The premier stressed that nothing should be done to alienate the Nazi community here in Britain and he added, “Let us be quite clear about this: the overwhelming majority of Nazis in Britain uphold British values and they deplore the Nazists as much as you or I do.”

Mr Churchill was very passionate: “The fact that a few Nazist hotheads and lone wolves have gone around smashing up Jewish shops and assaulting their proprietors should not distract us from the reality, which is that most Nazis wish for nothing other than the peace and prosperity of England, and indeed of all Europe.”

The prime minister made it very plain that the Nazi occupation of Alsace Lorraine, the Anschluss with Austria, the subjugation of Czechoslovakia and the invasion of Poland were all a legitimate response to our own aggressive policies. “What we need more than everything else,” Mr Churchill said “is a thoroughgoing policy of appeasement. If we reassure the Nazi leaders – peace be upon them – that we have no quarrel with them and that we could wish for nothing more than that they come over here and take their rightful place in British society, then I think I can reassure our people that we shall have no more trouble from them.”

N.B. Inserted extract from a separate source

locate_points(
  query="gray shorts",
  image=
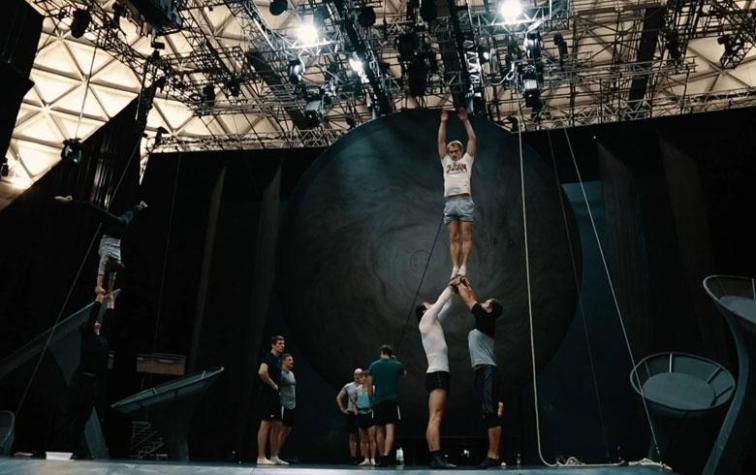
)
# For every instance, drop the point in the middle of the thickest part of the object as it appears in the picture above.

Mr Churchill went on to make the inspired suggestion that we might give Nazis suitable political work to do in such as Tower Hamlets and encourage them to form connections with schools in Birmingham. He was emphatic: “It’s nonsense to say that the Nazis don’t integrate into British society. They entirely support the view that we are all part of one united community. Only yesterday, when I was paying a visit to the local synagogue, my good friend Heinrich Himmler assured me that the Nazis have nothing but the utmost affection for the Jewish people.”

At this point I’m sorry to have to report that there was a certain amount of booing and jeering: “Mr Churchill, you’re nothing but an appeaser and a traitor! Can’t you understand that these Nazis mean the death of us?”

But the prime minister was adamant, unmovable: “Let me say again, it is only a very few who pervert the Nazi tradition of peace and love. These are not true Nazis. I do not wish to see these, our friends and brothers the Nazis, victimised and persecuted, and therefore I shall bring before parliament a bill to outlaw Naziophobia – I shall make it a crime.”

Meanwhile, bombs were going off everywhere. The Nazists were embarked on a reign of terror. All Europe was in danger. There had been Nazist terrorist outrages in Spain, France and in England too. But courageously Mr Churchill insisted, “These terrorists in no way represent the great tradition of Nazism.”

The prime minister then raised two fingers and declared: “I shall not rest until we have secured complete victory over the Naziophobes.”